Encontrei uma luz quando fui convidada a escrever um artigo sobre a Pedagogia histórico-crítica. Em minhas leituras e pesquisas fui me deparando com a educação que imaginei quando disse que um dia seria professora. Uma educação que não lembra as práticas ativistas, que não coloca o professor como um mero trocador de fraldas e ensinador de contas de matemática. Ali vi na educação uma força transformadora. Transformei-me enquanto pesquisava para escrever o artigo e sei que hoje transformo meus alunos com o amor que tenho pela minha profissão.
Há professores que reclamam e há professores que amam. Sim há professores que apesar de todas as dificuldades e barreiras simplesmente amam o que fazem. Hoje eu sou uma professora que diz de todo coração que ama ser professora, que ama seus alunos e que acredita que a educação pode transformar vidas. Não é só o salário que sustenta meu amor, o amor dos meus alunos sustenta o meu amor e hoje eu digo que não há profissão que me faria mais feliz e realizada.

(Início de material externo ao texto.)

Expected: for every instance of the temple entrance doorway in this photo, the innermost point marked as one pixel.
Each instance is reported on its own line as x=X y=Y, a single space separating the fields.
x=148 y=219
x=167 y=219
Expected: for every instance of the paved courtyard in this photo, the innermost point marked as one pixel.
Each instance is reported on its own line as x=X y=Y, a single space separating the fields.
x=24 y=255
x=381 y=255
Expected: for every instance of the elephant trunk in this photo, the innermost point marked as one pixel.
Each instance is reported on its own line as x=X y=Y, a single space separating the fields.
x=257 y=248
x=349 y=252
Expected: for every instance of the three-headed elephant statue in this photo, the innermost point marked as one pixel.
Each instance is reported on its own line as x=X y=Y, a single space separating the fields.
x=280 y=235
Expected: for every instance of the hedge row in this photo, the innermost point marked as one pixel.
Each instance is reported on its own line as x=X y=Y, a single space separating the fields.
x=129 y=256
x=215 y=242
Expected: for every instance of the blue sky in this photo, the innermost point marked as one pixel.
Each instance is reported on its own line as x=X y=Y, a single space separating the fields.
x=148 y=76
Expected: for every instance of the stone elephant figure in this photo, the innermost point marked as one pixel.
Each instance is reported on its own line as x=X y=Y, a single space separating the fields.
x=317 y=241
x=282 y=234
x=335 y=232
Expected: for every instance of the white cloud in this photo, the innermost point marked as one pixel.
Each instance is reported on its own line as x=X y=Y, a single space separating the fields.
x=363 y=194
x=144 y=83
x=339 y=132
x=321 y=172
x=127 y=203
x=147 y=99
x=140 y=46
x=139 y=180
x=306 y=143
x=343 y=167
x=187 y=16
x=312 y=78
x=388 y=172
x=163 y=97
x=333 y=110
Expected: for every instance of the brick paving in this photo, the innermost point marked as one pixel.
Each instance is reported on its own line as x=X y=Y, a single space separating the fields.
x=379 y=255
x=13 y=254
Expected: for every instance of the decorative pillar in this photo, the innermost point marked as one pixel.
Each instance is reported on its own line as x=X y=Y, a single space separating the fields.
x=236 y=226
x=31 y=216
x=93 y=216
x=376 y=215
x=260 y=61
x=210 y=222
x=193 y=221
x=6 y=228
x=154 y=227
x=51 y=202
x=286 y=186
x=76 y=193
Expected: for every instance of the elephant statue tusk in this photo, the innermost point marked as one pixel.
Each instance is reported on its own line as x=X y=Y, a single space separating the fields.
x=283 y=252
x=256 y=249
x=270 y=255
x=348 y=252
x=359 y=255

Atualmente leciono em uma escola pública em uma área de periferia marcada por violência, drogas e pobreza. Muitos dos meus alunos sofrem as consequências de viverem nesse ambiente, encontrando o perigo que vemos na televisão nas suas próprias casas. É dentro dessa problemática que busco desenvolver meu artigo. Busco saber como trabalhar para essa comunidade que tanto precisa, sem desanimar frente a tantos obstáculos e sem nunca perder o foco que é o meu aluno.
 Minha ação docente poderia ser mais fácil em uma comunidade com outra realidade, mas sou feliz por lecionar em uma escola que precisa de mim, por ensinar quem precisa dos meus ensinamentos e por amar alunos que precisam do meu amor.
Busco nesse artigo pensar a realidade da educação, a realidade da comunidade onde está inserida a escola onde leciono e pesquisar formas de modificar positivamente vidas que precisam de um caminho menos árduo, de possibilidades e oportunidades. Meu artigo aborda a importância de pequenas ações que às vezes achamos serem mínimas e desnecessárias, mas que são o início para grandes mudanças.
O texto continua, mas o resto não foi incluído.